Oxford City Council is borrowing the money to fund the regeneration scheme for its five “vertical villages”.
It will be part of a £77m investment to help combat Oxford’s chronic housing shortage, with plans to build more than 500 new homes.
The five tower blocks, dating from the mid-1960s, are sited in Wood Farm, Northway and Cowley, plus two in Blackbird Leys. They contain 348 flats in total.
One block will be refurbished each year, with the project due to start next year.
Work will include repairs to the external fabric, replacement windows and upgrading wall panels to improve energy efficiency.
In recent years the council has considered demolishing them.
But Dr Joe McManners, city council board member for housing, said: “We intend to make them attractive places where people can live with a decent quality of life.
“The housing need in Oxford is so acute that we need to make sure that we are getting the best out of our accommodation.”
He said the council had been left with the choice of leaving the tower blocks as they are, before eventual demolition, or borrowing millions to bring them up to standard.
Ultimately the shortage of land and the cost of new development had settled the issue, he added.
Town Hall spokesman Louisa Dean said the £8m refurbishment was in addition to ongoing work to flats to meet the Decent Homes standard.
She said: “The work will help to reduce residents’ energy bills and our carbon footprint. Work in future years will include repairs and improvements to the internal communal areas and new heating systems.
“The council will shortly be consulting tenants and residents.”
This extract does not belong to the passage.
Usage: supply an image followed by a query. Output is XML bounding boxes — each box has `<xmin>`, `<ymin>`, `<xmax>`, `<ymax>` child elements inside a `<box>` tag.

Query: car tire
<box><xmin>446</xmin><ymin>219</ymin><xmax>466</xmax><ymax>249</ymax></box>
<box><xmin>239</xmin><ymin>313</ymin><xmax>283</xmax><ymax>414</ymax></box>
Residents will not need to move out of their flats during work. The bulk of people living in the tower blocks are council tenants, with “a significant minority” of private owners.
Ade Adeniran, who lives in Evenlode Tower in Blackbird Leys, said: “It has been like this for years so it could probably do with a spruce-up.”
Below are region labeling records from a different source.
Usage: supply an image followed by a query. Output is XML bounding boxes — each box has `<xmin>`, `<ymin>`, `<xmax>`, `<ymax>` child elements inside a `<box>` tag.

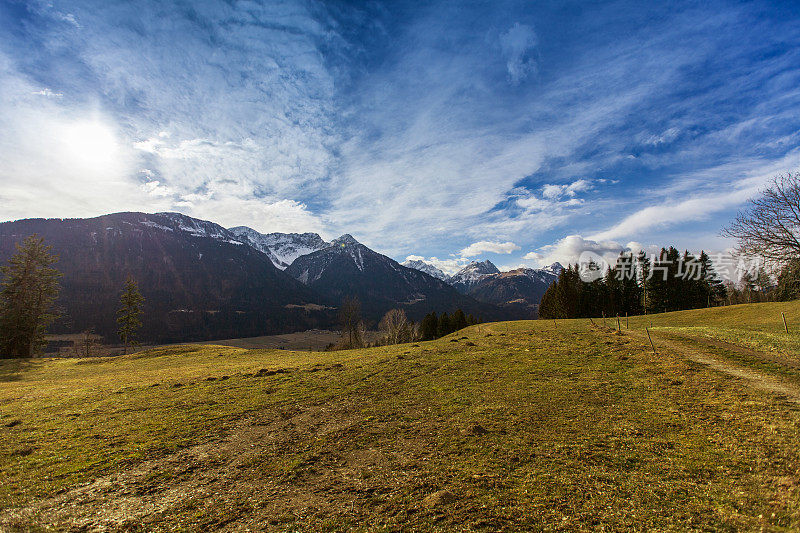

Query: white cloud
<box><xmin>523</xmin><ymin>235</ymin><xmax>640</xmax><ymax>267</ymax></box>
<box><xmin>31</xmin><ymin>87</ymin><xmax>64</xmax><ymax>98</ymax></box>
<box><xmin>642</xmin><ymin>128</ymin><xmax>681</xmax><ymax>146</ymax></box>
<box><xmin>459</xmin><ymin>241</ymin><xmax>520</xmax><ymax>257</ymax></box>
Windrush Tower resident Fatima Houdi said: “I’m pleased.”
But Justin White, who lives in Windrush Tower, said: “They need to come down, to be honest. ”
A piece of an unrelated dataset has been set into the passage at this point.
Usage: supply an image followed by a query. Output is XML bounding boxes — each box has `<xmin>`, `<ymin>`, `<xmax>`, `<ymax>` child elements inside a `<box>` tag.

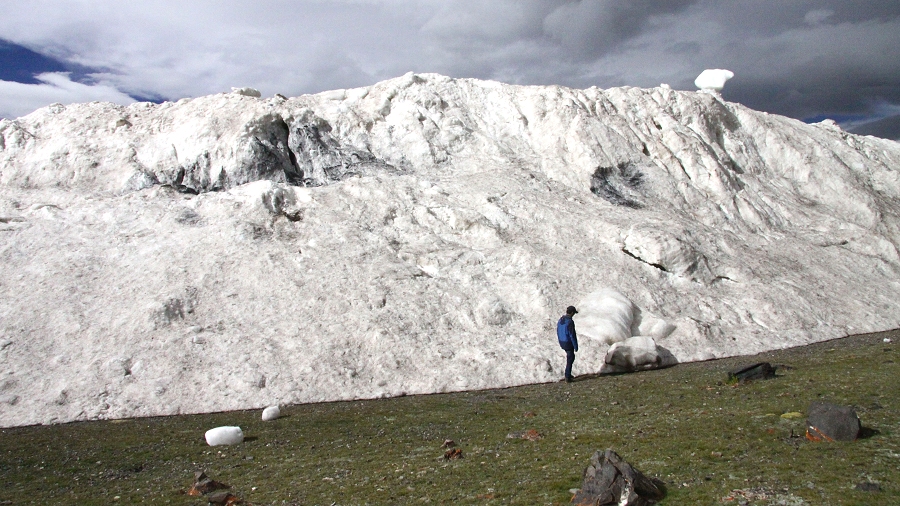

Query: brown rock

The council is having to borrow £200m to gain control of its own council housing stock, in a one-off payment to the Government. This will allow it to keep the rent it collects, instead of having to hand over a chunk to Whitehall each year.
The council says it plans to find money for the refurbishment and new housing by extending the period of repayment of the loans.
The first wave of construction will see 117 council homes built – including ones in Wood Farm and Blackbird Leys. A further 400 affordable homes, likely to form part of the proposed Barton West development, will follow over the next decade.